Ling-Ling, whose home is the zoo in Ueno, Japan, was recently dispatched across the Pacific to Mexico with a very specific duty to perform. His mission - should he decide to accept it - is to woo the three female pandas in Mexico City's Chapultepec Zoo.
His arrival has created panda-monium among zoo-goers hoping for a cub. Since Ling-Ling's arrival Feb. 12, Sunday visits to the zoo have jumped by a fourth to more than 50,000 - even though the ursine Romeo is still being kept out of the public eye as he adapts to his new surroundings.
Ling-Ling's trip is the latest example of the great efforts that owners of the world's 100 captive pandas will make to guarantee the species' survival - and continue drawing the crowds who love the bamboo-munching beasts. Zoos in Atlanta, San Diego, and Washington, have spent millions for the loan of a potential mate for their pandas.
If all goes well here in Mexico, Ling-Ling would eventually sire several cubs. For the next five springtime mating seasons, Ling-Ling is signed up to mate with Mexico's female pandas Xin-Hua, Shuan- Shuan, and Xin-Xin.
But Ling-Ling is no Don Juan. For one thing, he is 15, which is middle-aged in panda years, and his amorous experience is limited. He was introduced to one female panda in Japan, but she died last year, before the two were able to present their keepers with any offspring.
Moreover, he has a hard act to follow here: Pe-Pe, the male of the panda couple presented to Mexico as a gift from China in 1975, made history in 1980 by fathering the first panda born in captivity outside China. Pe-Pe and partner Ying-Ying's mating venture, which lasted into the late 1980s, became an international sensation. The two delivered six offspring in all - a significant addition to the estimated 1,000 pandas on earth.

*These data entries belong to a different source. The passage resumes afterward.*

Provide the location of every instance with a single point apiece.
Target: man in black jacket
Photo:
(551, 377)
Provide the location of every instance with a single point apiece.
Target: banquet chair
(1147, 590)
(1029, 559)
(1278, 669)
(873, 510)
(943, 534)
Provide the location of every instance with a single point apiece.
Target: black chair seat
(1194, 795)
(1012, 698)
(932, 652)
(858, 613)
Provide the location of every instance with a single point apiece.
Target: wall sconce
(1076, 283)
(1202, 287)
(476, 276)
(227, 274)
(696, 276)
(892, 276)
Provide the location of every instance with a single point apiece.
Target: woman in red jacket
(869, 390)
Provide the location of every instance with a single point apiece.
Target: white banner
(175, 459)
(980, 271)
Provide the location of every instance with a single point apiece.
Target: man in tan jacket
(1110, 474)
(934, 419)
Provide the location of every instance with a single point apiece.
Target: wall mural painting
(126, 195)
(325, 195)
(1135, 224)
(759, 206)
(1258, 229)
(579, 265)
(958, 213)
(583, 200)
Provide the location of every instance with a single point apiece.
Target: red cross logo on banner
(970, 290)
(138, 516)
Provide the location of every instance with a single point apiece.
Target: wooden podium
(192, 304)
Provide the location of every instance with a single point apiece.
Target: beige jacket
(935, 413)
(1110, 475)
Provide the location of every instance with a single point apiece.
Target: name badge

Pe-Pe and Ying-Ying may have put Mexico on the global panda map, but more than a decade after their passing, the Chapultepec Zoo is down to just the three female pandas: the famous couple's daughters Xin-Hua and Shuan- Shuan, and granddaughter Xin-Xin.

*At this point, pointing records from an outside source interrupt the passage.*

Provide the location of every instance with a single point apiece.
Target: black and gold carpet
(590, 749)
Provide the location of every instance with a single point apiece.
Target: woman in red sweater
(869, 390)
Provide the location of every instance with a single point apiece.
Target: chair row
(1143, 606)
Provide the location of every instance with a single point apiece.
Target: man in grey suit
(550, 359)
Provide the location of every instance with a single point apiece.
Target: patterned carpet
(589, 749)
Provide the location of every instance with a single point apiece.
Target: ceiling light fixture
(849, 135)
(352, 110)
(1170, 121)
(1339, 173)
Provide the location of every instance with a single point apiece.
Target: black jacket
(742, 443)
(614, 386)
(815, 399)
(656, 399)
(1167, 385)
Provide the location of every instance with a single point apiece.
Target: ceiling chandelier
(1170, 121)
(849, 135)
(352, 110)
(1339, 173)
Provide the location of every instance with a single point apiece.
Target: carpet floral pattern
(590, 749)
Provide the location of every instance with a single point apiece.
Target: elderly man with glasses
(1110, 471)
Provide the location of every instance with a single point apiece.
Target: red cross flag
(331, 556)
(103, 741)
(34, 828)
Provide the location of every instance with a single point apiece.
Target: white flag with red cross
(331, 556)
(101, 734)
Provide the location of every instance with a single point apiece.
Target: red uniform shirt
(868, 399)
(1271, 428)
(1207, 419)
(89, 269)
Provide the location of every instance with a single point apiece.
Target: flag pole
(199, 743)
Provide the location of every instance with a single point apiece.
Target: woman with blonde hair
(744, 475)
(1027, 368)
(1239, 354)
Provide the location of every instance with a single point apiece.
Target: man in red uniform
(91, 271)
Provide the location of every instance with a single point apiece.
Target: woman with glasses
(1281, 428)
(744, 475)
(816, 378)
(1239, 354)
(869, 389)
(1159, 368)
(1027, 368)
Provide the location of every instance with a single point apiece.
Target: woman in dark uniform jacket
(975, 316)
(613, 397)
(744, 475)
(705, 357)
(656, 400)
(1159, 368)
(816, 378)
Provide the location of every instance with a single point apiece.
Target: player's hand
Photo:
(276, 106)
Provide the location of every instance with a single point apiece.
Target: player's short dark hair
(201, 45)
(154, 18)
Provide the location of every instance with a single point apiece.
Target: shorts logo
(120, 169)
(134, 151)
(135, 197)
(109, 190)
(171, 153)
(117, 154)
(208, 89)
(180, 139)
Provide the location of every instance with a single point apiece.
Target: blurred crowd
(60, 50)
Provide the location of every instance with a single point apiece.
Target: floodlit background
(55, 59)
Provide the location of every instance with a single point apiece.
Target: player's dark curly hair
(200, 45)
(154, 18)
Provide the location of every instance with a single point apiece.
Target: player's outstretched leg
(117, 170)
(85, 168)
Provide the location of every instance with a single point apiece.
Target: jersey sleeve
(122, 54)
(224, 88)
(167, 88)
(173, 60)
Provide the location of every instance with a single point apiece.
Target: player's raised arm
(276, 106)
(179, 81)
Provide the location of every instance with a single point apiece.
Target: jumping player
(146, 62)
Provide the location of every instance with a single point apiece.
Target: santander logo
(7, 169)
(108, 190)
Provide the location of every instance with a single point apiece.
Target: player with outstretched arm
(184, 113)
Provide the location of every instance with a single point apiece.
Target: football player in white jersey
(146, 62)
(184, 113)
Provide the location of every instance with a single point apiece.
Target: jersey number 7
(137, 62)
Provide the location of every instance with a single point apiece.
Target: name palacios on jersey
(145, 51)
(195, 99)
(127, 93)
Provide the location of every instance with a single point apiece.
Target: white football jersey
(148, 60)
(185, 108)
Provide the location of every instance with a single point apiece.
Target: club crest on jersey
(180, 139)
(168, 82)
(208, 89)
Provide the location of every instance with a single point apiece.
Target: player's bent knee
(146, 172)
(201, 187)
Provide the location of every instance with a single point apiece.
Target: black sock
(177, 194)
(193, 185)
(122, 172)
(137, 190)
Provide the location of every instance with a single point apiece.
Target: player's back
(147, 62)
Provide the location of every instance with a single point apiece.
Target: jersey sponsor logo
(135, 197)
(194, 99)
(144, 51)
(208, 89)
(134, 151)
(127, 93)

Ling-Ling's Japanese keepers are keenly interested in his success as a suitor. Arranging panda couplings is usually a high-dollar venture for the world's zoos. If the Chapultepec-Ueno project is successful, the Japanese zoo could add to its panda collection: Ling-Ling's first offspring would go to Japan, the second would stay in Mexico; and additional cubs would alternate in destination.
Panda experts say there are no guarantees. Even in the wild, female pandas often give potential mates the cold shoulder. In captivity, with no examples to emulate, as is the case with the three Mexican females, courtship can be protracted, clumsy, and fruitless.

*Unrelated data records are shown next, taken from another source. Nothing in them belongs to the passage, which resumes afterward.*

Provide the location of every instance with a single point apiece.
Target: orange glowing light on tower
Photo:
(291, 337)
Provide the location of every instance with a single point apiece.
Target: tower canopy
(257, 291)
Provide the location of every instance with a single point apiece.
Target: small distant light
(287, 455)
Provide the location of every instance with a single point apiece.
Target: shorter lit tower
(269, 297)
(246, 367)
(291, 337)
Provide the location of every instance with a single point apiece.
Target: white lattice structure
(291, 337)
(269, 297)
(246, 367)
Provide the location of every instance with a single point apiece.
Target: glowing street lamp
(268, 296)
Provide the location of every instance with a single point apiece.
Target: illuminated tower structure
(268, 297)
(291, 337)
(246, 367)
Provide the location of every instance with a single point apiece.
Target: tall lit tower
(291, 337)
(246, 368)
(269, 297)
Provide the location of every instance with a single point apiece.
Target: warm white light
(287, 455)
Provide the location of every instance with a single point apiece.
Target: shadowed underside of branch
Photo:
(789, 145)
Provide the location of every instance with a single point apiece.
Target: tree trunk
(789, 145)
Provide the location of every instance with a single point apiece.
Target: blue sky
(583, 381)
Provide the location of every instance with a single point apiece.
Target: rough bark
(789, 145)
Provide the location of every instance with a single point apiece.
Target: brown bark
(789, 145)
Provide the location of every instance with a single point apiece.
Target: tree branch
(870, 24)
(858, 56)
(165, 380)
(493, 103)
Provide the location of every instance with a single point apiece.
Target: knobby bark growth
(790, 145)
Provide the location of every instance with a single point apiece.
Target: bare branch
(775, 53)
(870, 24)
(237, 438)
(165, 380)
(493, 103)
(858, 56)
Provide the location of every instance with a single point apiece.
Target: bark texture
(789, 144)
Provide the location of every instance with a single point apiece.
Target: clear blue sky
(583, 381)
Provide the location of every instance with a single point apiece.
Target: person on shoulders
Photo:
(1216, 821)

Once Ling-Ling is finally introduced to his three potential mates, panda experts say he will probably get down to business by urinating on his paws. That way, when he rubs his ears, as pandas do, his hormone-laden aroma will waft high, sending an aphrodisiac signal to the ladies.
Ling-Ling will have to work fast. Female pandas normally stay in peak heat for only one to three days. If any pregnancies result, panda fans would have to wait up to five-and-a-half months for gestation. Usually appearing in August or September, pandas are born blind and almost hairless and typically weigh just 2.5 to 5 ounces. Eventually they can grow up to 220 pounds.
If this spring's mating season proves fruitless, there's always next year, and the Japanese suitor can try again.